Her solution is a filter system made out PVC piping or any other material with interlocking segments, such as widely-available bamboo. Each segment contains a filter element — in her prototype, it’s soil followed by charcoal followed by fabric.

The crushed seeds go in the top segment, which causes the pollutants to form large enough clumps for the other segments to capture, Shea explained. “It is essentially using materials that aren’t normally effective and coupling them with these seeds so they become effective,” she said.

Shea proved the effectiveness of the filter with discolored lake water and water she spiked with E. coli bacteria. It worked.

Give knowledge, not devices
There are highly-engineered filters on the market such as LifeStraw that are 99.99 percent effective at removing all pollutants, Shea acknowledges.
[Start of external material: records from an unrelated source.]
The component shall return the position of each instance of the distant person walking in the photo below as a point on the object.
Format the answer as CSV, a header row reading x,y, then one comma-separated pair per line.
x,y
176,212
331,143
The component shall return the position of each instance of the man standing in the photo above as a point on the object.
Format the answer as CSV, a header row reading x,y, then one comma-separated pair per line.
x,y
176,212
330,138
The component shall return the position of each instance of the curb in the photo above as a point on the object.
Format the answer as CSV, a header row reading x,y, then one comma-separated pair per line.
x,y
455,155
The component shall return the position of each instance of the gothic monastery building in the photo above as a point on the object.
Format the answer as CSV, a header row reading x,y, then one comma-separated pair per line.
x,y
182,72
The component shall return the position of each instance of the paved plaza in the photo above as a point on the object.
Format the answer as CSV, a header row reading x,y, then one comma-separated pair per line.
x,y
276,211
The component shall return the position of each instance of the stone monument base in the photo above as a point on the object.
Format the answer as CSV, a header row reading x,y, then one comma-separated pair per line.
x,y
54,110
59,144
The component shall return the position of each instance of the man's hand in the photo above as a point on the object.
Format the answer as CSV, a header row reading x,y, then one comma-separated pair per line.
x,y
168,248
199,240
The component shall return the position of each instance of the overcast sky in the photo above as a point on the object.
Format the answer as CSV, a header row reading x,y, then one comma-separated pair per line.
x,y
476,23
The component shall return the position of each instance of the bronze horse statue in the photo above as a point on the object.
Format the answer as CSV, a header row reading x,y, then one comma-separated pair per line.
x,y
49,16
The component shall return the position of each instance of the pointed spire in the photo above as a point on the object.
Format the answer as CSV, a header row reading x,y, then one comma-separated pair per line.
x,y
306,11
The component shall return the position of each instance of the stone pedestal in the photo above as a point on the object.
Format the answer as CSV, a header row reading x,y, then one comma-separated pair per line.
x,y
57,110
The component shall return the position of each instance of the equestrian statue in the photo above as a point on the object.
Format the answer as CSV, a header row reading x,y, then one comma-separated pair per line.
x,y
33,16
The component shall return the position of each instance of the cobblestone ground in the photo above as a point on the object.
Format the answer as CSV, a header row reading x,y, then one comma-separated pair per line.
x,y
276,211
She doubts her filter will ever be that good. Still, for people without access to higher-tech devices, she thinks her solution is “a great alternative.”

Shea aims to convince non-profit organizations currently building large-scale filtering devices in communities in need of potable water or distributing individual filters such as LifeStraw to distribute instructions on how to build her filter.

“Instead of bringing new devices,” she said, “they could be bringing knowledge and disseminating knowledge. And if they don’t already have the trees growing, they could be distributing seeds. That would be a lot cheaper than a lot of the devices currently being used.”

Shea herself is headed to college next fall where she aims to continue studying environmental sciences and pushing for her filter design to reach its full potential.

Her focus on environmental sciences is a shift from a childhood fascination with sea horses and determination from age four to pursue a career in marine biology, though Shea said she is keeping an open mind to the myriad possibilities of a career in the sciences.

“I love research,” she said. “So as long as I have a laboratory to work in and problems to solve, I know I’m going to be happy.”